By Olivia Banks, MSVU Public Relations student

At 1 p.m. on Tuesday, June 22, 2021, the Alexa McDonough Institute for Women, Gender and Social Justice at Mount Saint Vincent University and McGill-Queen’s University Press will host a virtual launch event for Dr. Meredith Ralston’s new book Slut-Shaming, Whorephobia, and the Unfinished Sexual Revolution.

The launch event will include special guests Leora Tanenbaum, author of I am not a Slut: Slut-Shaming in the age of the Internet, and Katherine Rowland, author of The Pleasure Gap: American Women and the Unfinished Sexual Revolution. The event will be broadcast live on Youtube.

Dr. Meredith Ralston sitting outside with a video camera beside herMeredith is the Department of Women’s Studies chair and also a professor in Political and Canadian studies at MSVU. In Slut-Shaming, Whorephobia, and the Unfinished Sexual Revolution, she explores the common denominators between the #MeToo movement, myths of rape culture, and Western society’s hypocrisy about sex to reveal the ways that sexually liberated women threaten the patriarchy.

Meredith defines rape culture as “a society that normalizes and trivializes sexual assault; that perpetuates various rape myths that the victim asked for it, she was dressed for it, she wanted it, she was drunk.” She notes that a sexual double standard for men and women continues to entrench sexual inequality and stigmatization of sex work.

“We need to destigmatize sex, and we need to examine the prejudices and stereotypes we hold against those who make the choice to go into sex work,” she says.
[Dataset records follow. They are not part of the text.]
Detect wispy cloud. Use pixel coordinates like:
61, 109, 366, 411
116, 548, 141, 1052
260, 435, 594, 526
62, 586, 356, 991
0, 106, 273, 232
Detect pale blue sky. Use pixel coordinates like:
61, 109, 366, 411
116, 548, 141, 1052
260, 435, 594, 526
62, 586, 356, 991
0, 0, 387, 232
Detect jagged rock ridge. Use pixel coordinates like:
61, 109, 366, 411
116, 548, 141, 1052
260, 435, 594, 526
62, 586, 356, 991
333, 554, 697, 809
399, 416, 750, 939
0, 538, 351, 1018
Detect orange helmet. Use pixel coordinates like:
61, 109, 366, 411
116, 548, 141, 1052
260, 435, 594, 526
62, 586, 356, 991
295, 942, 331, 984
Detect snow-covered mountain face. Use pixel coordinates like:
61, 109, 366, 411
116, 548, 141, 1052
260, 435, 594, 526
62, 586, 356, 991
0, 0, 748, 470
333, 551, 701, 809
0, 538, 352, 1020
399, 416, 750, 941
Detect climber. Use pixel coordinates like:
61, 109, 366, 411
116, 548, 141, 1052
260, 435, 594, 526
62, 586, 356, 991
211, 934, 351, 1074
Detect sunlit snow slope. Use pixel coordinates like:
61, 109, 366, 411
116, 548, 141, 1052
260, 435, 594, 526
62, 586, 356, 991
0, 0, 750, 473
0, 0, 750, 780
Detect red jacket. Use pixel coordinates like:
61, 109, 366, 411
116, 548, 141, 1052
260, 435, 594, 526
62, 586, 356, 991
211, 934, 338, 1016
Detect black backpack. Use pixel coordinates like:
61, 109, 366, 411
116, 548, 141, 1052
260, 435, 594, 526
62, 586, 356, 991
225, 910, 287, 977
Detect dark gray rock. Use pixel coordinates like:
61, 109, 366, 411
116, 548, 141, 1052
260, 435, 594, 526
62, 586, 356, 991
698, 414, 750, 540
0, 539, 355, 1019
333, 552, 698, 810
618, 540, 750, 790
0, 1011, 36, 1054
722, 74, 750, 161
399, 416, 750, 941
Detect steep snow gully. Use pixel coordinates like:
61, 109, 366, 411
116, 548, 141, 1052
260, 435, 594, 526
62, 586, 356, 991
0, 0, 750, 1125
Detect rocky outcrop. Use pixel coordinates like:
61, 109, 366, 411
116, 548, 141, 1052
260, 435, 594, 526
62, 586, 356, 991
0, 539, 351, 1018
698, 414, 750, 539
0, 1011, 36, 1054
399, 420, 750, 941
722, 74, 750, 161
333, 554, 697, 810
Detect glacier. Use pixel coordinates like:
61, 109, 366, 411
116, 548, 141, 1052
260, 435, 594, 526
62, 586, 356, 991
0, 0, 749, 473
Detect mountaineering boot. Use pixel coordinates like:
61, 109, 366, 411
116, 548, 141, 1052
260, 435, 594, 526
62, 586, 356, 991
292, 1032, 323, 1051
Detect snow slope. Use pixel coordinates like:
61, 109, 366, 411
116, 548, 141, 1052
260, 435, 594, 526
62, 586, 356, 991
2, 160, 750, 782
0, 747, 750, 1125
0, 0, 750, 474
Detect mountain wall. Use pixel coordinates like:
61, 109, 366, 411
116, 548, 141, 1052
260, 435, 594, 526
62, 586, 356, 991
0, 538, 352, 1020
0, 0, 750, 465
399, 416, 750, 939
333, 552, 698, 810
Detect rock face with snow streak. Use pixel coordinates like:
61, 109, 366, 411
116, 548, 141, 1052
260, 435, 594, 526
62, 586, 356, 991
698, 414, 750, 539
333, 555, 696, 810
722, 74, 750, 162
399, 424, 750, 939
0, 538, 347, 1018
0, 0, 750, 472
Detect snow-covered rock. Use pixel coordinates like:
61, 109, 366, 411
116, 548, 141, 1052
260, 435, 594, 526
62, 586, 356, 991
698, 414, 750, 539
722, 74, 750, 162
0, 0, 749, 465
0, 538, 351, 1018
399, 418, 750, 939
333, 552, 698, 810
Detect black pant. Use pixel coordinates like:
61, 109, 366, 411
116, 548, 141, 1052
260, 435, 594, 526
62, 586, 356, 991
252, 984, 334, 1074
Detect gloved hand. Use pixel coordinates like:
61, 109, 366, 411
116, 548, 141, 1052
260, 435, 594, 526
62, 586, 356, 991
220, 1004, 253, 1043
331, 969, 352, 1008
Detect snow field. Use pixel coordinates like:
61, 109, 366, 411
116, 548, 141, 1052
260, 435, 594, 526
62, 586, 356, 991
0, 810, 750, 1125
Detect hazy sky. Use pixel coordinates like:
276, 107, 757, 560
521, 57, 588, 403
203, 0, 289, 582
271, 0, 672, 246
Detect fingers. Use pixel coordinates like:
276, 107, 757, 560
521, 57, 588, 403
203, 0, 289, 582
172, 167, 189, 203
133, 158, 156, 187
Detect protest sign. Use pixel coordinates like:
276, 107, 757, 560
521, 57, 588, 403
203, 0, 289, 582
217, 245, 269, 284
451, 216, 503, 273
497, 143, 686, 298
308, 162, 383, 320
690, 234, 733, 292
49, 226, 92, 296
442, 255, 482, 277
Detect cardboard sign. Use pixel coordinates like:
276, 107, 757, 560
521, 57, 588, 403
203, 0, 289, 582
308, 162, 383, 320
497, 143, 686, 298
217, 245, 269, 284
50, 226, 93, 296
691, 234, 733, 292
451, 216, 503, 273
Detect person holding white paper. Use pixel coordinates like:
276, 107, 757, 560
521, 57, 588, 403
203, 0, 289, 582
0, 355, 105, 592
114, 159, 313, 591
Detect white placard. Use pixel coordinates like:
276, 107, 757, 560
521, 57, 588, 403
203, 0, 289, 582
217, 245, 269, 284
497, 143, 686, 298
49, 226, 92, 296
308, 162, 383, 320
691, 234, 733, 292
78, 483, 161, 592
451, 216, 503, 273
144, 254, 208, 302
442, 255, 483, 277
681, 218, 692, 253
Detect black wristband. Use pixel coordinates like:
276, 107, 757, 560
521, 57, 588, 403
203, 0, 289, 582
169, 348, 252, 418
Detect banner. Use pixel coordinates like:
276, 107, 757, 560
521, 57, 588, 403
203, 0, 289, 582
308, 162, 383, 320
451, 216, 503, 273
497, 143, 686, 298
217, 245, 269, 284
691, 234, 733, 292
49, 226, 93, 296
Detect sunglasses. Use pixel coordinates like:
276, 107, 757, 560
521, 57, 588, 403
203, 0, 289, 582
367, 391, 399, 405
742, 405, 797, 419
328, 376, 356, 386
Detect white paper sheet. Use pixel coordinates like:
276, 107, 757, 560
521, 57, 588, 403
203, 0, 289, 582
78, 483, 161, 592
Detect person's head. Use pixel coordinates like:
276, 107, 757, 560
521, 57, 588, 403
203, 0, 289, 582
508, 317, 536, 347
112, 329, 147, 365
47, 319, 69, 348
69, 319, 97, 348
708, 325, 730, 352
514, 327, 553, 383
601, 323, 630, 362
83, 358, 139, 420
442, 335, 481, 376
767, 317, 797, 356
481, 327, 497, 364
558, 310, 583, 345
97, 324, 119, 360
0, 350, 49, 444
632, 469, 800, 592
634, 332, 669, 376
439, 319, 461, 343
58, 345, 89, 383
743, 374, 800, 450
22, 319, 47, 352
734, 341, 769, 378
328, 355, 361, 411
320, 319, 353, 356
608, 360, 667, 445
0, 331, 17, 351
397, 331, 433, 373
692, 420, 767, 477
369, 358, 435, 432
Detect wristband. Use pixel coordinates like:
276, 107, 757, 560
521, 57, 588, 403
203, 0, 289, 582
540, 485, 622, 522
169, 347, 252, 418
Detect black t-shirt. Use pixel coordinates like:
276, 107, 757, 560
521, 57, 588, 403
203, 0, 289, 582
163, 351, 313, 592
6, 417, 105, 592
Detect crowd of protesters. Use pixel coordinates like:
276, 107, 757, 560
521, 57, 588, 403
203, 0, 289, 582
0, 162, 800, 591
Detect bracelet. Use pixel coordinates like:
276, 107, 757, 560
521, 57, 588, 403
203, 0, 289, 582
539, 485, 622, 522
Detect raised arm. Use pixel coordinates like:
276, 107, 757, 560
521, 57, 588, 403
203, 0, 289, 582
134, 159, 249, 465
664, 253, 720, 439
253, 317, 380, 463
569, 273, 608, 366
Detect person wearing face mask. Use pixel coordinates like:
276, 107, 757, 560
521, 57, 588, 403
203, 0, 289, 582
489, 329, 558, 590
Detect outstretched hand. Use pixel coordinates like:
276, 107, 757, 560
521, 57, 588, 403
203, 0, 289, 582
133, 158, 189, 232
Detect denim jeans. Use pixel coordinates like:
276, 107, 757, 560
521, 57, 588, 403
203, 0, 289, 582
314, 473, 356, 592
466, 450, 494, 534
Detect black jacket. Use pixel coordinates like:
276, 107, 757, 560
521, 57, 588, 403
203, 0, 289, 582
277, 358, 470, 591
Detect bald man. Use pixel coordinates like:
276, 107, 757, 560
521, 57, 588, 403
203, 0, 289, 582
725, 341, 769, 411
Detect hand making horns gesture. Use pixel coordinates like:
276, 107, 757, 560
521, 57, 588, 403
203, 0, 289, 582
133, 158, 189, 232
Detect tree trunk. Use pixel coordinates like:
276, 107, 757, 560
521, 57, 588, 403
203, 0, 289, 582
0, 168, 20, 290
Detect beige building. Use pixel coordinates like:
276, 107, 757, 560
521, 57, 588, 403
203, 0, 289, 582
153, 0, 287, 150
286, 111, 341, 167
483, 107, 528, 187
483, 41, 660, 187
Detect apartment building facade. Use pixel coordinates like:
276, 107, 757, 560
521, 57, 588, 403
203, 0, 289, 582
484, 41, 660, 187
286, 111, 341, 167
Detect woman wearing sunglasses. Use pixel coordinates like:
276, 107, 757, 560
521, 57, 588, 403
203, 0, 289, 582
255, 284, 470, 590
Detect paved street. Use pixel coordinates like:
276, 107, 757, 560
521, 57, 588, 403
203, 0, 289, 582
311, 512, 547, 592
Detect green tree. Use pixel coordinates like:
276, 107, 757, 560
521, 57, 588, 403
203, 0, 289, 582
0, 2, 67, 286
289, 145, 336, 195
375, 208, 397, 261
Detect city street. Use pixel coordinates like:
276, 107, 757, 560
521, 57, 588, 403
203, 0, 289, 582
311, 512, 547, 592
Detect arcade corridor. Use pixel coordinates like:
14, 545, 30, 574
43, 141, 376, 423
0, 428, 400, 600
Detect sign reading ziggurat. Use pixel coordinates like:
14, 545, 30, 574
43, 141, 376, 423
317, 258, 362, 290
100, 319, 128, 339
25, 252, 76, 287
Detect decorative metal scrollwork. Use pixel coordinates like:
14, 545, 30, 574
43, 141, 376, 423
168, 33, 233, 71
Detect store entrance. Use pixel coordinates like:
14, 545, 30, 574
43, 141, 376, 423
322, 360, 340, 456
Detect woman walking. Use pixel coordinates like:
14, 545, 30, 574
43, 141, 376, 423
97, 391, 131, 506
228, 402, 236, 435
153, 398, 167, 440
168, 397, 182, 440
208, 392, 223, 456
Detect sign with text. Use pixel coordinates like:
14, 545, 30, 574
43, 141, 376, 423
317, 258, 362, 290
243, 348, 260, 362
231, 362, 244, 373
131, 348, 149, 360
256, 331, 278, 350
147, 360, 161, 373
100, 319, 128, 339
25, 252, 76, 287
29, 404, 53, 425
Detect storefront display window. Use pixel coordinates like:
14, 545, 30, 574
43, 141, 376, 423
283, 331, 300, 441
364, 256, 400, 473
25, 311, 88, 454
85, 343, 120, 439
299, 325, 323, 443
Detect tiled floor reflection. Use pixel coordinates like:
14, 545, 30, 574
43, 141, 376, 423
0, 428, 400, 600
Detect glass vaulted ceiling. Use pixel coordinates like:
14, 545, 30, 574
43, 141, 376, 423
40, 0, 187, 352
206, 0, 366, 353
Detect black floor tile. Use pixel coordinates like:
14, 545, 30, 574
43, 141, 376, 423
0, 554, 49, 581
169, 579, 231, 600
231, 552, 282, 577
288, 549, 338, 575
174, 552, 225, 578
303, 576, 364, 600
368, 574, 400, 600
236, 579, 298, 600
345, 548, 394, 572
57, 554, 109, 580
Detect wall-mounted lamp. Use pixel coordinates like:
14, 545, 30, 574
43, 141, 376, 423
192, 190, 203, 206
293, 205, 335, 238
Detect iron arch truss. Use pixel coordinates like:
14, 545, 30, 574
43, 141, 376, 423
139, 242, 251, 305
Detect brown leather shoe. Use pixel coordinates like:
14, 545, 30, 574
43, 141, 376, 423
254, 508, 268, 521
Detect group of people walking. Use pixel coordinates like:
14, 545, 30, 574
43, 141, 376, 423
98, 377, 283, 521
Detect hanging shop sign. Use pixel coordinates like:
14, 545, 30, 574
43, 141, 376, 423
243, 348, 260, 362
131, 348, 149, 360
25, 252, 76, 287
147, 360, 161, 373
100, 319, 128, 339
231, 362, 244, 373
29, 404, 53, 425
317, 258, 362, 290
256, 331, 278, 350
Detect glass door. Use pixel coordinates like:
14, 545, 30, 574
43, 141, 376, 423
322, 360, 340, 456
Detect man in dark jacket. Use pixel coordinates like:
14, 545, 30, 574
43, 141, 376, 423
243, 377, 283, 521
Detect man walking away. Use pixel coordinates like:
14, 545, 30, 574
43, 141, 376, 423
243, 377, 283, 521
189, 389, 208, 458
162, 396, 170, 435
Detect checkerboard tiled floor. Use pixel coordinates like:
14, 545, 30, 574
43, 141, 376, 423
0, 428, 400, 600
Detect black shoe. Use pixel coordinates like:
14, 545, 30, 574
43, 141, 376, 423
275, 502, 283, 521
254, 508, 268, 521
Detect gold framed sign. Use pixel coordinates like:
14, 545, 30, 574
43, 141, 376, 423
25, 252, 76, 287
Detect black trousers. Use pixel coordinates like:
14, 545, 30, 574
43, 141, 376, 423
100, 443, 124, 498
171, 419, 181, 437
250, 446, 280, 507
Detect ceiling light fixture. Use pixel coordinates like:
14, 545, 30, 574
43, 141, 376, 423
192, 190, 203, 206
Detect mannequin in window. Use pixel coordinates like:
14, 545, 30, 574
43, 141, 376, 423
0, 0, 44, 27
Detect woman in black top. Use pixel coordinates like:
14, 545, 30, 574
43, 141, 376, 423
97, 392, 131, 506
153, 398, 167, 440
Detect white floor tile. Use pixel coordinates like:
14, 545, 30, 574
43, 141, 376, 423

Publisher McGill-Queen’s University Press describes her book this way:
Weaving in history, pop culture, philosophy, interviews with sex workers, and personal anecdotes, Ralston shows how women cannot achieve sexual equality until the sexual double standard and good girl/bad girl binary are eliminated and women viewed by society as “whores” are destigmatized. Illustrating how women’s sexuality is policed by both men and women, she argues that women must be allowed the same personal autonomy as men: the freedom to make sexual decisions for themselves, to obtain orgasm equality, and to insist on their own sexual pleasure.

Meredith is also a documentary filmmaker – a career she started in 1999 with the release of NFB films Why Women Run and Wendy Lill: Playwright in Parliament, followed by Hope in Heaven (narrated by Kiefer Sutherland) in 2005. Her most recent film, Selling Sex, premiered at the Atlantic Film Festival in 2015.

The empowering approach Meredith brings to her work effectively spotlights the many biases that still need to be upended. Her new book reminds that sexual equality is a not-to-be-overlooked component of gender equality.